The policy to enable auditing Kerberos encryption types is called “Audit Kerberos Authentication Service.“
The Domain Controller where the authentication occurs saves a log with Event ID 4769 in the security log.
In the Additional Information section of event 4769, you will find the encryption type used during authentication.

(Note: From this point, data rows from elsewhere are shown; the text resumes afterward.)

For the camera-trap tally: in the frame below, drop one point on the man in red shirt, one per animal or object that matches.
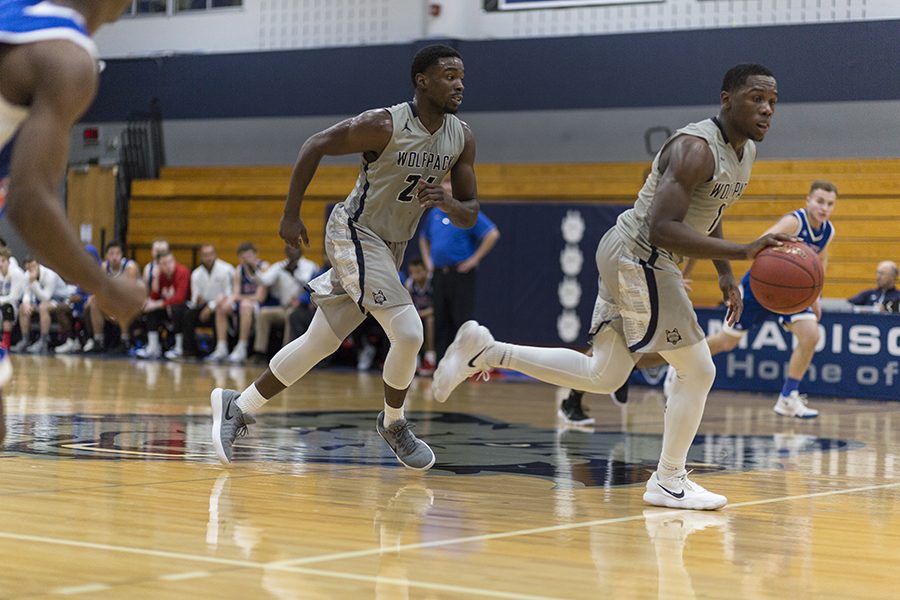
(170, 289)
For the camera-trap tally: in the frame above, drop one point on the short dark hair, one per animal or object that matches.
(246, 246)
(820, 184)
(429, 55)
(738, 75)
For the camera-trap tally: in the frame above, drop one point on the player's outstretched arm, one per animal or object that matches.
(368, 134)
(61, 84)
(461, 205)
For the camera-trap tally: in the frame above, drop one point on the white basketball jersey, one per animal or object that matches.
(708, 201)
(383, 199)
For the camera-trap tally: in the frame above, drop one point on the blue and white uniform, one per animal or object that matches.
(754, 313)
(27, 22)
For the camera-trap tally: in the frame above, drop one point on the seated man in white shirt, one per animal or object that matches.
(212, 285)
(285, 281)
(48, 294)
(12, 287)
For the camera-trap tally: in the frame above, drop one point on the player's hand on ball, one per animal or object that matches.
(732, 296)
(293, 232)
(770, 239)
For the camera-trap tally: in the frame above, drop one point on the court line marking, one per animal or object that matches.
(293, 566)
(563, 527)
(254, 565)
(185, 576)
(81, 589)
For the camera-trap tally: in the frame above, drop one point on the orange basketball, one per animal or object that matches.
(787, 279)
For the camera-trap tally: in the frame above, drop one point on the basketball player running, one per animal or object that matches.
(811, 225)
(407, 149)
(642, 306)
(48, 78)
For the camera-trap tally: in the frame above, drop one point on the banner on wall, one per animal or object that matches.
(502, 5)
(858, 356)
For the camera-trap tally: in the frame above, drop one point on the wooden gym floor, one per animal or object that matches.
(109, 489)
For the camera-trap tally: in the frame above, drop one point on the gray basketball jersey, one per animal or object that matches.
(384, 196)
(708, 201)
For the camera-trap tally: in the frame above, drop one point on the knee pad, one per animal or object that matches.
(403, 326)
(8, 312)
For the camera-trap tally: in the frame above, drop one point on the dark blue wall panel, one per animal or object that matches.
(518, 282)
(814, 63)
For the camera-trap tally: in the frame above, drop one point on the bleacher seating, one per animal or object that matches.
(227, 205)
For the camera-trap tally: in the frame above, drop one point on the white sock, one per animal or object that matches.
(250, 399)
(684, 409)
(392, 414)
(668, 468)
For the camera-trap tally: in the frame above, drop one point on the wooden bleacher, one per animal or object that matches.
(228, 205)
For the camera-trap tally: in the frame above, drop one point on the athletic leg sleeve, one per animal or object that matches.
(695, 373)
(296, 359)
(403, 327)
(602, 373)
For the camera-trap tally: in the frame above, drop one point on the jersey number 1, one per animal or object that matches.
(413, 181)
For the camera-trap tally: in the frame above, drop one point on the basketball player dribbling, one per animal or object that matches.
(407, 149)
(642, 306)
(48, 78)
(812, 226)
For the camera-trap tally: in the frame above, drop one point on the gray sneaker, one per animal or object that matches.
(412, 452)
(229, 423)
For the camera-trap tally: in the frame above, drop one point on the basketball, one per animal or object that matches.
(787, 279)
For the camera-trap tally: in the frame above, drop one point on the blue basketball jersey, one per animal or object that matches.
(26, 22)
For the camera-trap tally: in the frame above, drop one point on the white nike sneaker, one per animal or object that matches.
(681, 492)
(464, 358)
(794, 405)
(669, 381)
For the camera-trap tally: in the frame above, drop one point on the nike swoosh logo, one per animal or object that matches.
(474, 358)
(679, 495)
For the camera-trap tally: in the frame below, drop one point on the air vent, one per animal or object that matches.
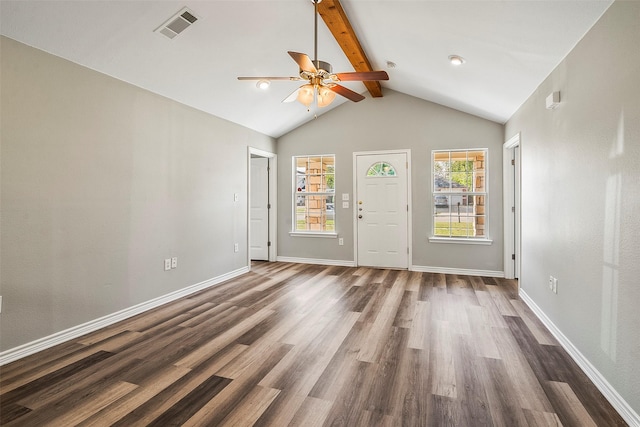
(177, 23)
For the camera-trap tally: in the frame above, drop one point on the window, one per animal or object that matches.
(460, 194)
(314, 194)
(381, 169)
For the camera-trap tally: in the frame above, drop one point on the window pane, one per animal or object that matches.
(461, 181)
(441, 176)
(314, 212)
(455, 213)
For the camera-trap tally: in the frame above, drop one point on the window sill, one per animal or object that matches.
(460, 241)
(327, 235)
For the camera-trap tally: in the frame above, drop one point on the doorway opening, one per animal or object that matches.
(511, 173)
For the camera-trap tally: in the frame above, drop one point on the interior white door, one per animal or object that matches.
(258, 209)
(382, 210)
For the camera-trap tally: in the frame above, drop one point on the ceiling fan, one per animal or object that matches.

Additional Information:Ticket Options: 0x60810010
Ticket Encryption Type: 0x12
Failure Code: 0x0
Transited Services: -
The Kerberos Ticket Encryption Type in the example above equals the hexadecimal value 12. Here are the most common encryption types and their hexadecimal values.
| Type | Name |
| 0x1 | DES-CBC-CRC |
| 0x3 | DES-CBC-MD5 |
| 0x11 | AES128-CTS-HMAC-SHA1-96 |
| 0x12 | AES256-CTS-HMAC-SHA1-96 |
| 0x17 | RC4-HMAC |
| 0x18 | RC4-HMAC-EXP |
So, in my example, the encryption used for the authentication is AES256-CTS-HMAC-SHA1-96, which is the cipher we want to enforce for all our authentication.
Advanced Encryption Standard
DES, 3DES, and RC4 are considered weak ciphers, and there is an option to enforce a stronger cipher for Kerberos authentication like AES.
There is a catch, though, which I want to address using this blog post.
Important: Suppose you enable “This account supports Kerberos AES 256-bit encryption” on an identity. In that case, it only means the identitySUPPORTSAES encryption, but it still allows an attacker to request an RC4 encrypted ticket, which they can brute-force and get a plain-text password.
So, even when the recommended action shows no exposed identities and all identities can support Kerberos AES encryption, it does not mean the identity is safe. You have to force only AES encryption using a policy on the Domain Controllers to force AES and AES only.
Only then is the strong cipher AES used to encrypt Kerberos tickets, making a downgrade attack to RC4 impossible.
Conclusion
Be sure to turn off weak ciphers using the policy “Network security: Configure encryption types allowed for Kerberos” to prevent a downgrade attack to RC4 and lower the risk of a successful compromise.
Microsoft Defender for Identity is a perfect way to identify weak ciphers like DES/3DES and RC4, but be sure to turn off weak ciphers using the above mentioned policy.